Au centre Pompidou à Paris, une vaste exposition de Francis Bacon où les toiles sont mises en relation avec ses passions littéraires.

Depuis longtemps, l'oeuvre de Francis Bacon était vue à travers le regard des écrivains, des penseurs, de Michel Leiris ou Gilles Deleuze. Avec l'exposition que propose le centre Pompidou à Paris, c'est une inversion qui a lieu en creusant la façon dont Francis Bacon, peintre et grand lecteur, s'est nourri des livres.

"Bacon en toutes lettres" se présente de façon inédite. Hormis une courte introduction, aucun texte de salle n'accompagne le visiteur, invité à un corps à corps avec la chair de la peinture. Le regard est guidé par l'écoute.

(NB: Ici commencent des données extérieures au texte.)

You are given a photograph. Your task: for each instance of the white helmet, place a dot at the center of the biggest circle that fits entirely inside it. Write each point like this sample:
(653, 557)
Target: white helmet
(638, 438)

Dans des salles isolées, des lecteurs donnent à entendre des extraits de textes d'oeuvres figurant au panthéon intime de Francis Bacon. Dominique Raymond dit quelques vers de L'Orestie d'Eschyle. Suivent La vision dyonisiaque du monde, extrait de La Naissance de la tragédie de Nietzsche par Hippolyte Girardot, le poème La Terre vaine de T.S. Eliot par Carlo Brandt, Miroir de la tauromachie de Michel Leiris par Valérie Dréville, Au coeur des ténèbres de Joseph Conrad par André Wilms et l'article Abattoir du Dictionnaire de Georges Bataille. L'ensemble des lectures est disponible sur le site du centre Pompidou pour prolonger la visite.

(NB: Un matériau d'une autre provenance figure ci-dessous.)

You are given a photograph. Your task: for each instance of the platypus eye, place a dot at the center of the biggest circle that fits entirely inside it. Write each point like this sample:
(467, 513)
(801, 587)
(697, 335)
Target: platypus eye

L'art de Francis Bacon n'est pas narratif et ses peintures ne sont en rien des illustrations de ces textes. Et l'exposition n'éclaire d'ailleurs pas vraiment la relation entre le peintre et ses auteurs de chevet, laissant libre court à l'imagination pour tisser des liens, selon la sensibilité de chacun. Les propos de Georges Bataille sur les abattoirs résonnent de façon incroyable avec les toiles de l'artiste :

« ABATTOIR. – L’abattoir relève de la religion en ce sens que des temples des époques reculées (...) étaient à double usage, servant en même temps aux implorations et aux tueries. Il en résultait sans aucun doute (...) une coïncidence bouleversante entre les mystères mythologiques et la grandeur lugubre caractéristique des lieux où le sang coule. (...) De nos jours l’abattoir est maudit et mis en quarantaine comme un bateau portant le choléra. or les victimes de cette malédiction ne sont pas les bouchers ou les animaux, mais les braves gens eux-mêmes qui en sont arrivés à ne pouvoir supporter que leur propre laideur répondant en effet à un besoin maladif de propreté, de petitesse bilieuse et d’ennui : la malédiction (...) les amène à végéter aussi loin que possible des abattoirs, à s’exiler par correction dans un monde amorphe, où il n’y a plus rien d’horrible et où, subissant l’obsession indélébile de l’ignominie, ils sont réduits à manger du fromage. »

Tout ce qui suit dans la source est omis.